Stretchy display acts as second skin
Humans could soon be wearing a second skin that doubles as a digital display after news of a new ultrathin, elastic display that can be safely worn emerged from Japan.
The material – that can show the moving waveform of an electrocardiogram recorded by a breathable, on-skin electrode sensor – is tipped for use in the home medical and care market.
When combined with a wireless communication module, the integrated biomedical sensor system—called “skin electronics”—can transmit biometric data to the cloud.
The research was carried out by a Japanese academic-industrial collaboration, led by Professor Takao Someya at the University of Tokyo’s Graduate School of Engineering and was presented at the AAAS Annual Meeting in Austin, Texas on February 17.

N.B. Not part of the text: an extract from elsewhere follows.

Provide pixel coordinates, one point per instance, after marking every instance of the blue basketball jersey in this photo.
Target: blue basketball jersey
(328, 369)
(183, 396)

The skin display, developed by a collaboration between researchers at the University of Tokyo’s Graduate School of Engineering and Dai Nippon Printing (DNP), consists of a 16 × 24 array of micro LEDs and stretchable wiring mounted on a rubber sheet.
Someya said: “Our skin display exhibits simple graphics with motion. Because it is made from thin and soft materials, it can be deformed freely.”
The display is stretchable by as much as 45 percent of its original length and is said to be far more resistant to the wear and tear of stretching than previous wearable displays.
It is built on a structure that minimises the stress resulting from stretching on the juncture of hard materials, such as the micro LEDs, and soft materials, like the elastic wiring—a leading cause of damage for other models.
No pixels failed in the matrix-type display while attached snugly onto the skin and continuously subjected to the stretching and contracting motion of the body.
The nanomesh skin sensor can be worn on the skin continuously for a week without causing inflammation. The sensor, developed in an earlier study, was already capable of measuring temperature, pressure and myoelectricity (the electrical properties of muscle). Electrocardiogram recording was added as part of the latest research.
Researchers applied methods used in the mass production of electronics—specifically, screen printing the silver wiring and mounting the micro LEDs on the rubber sheet with a chip mounter and solder paste commonly used in manufacturing printed circuit boards. Applying these methods will accelerate the commercialisation of the display and help keep down future production costs.
DNP is looking to bring the integrated skin display to market within the next three years by improving the reliability of the stretchable devices through optimizing its structure, enhancing the production process for high integration, and overcoming technical challenges such as large-area coverage.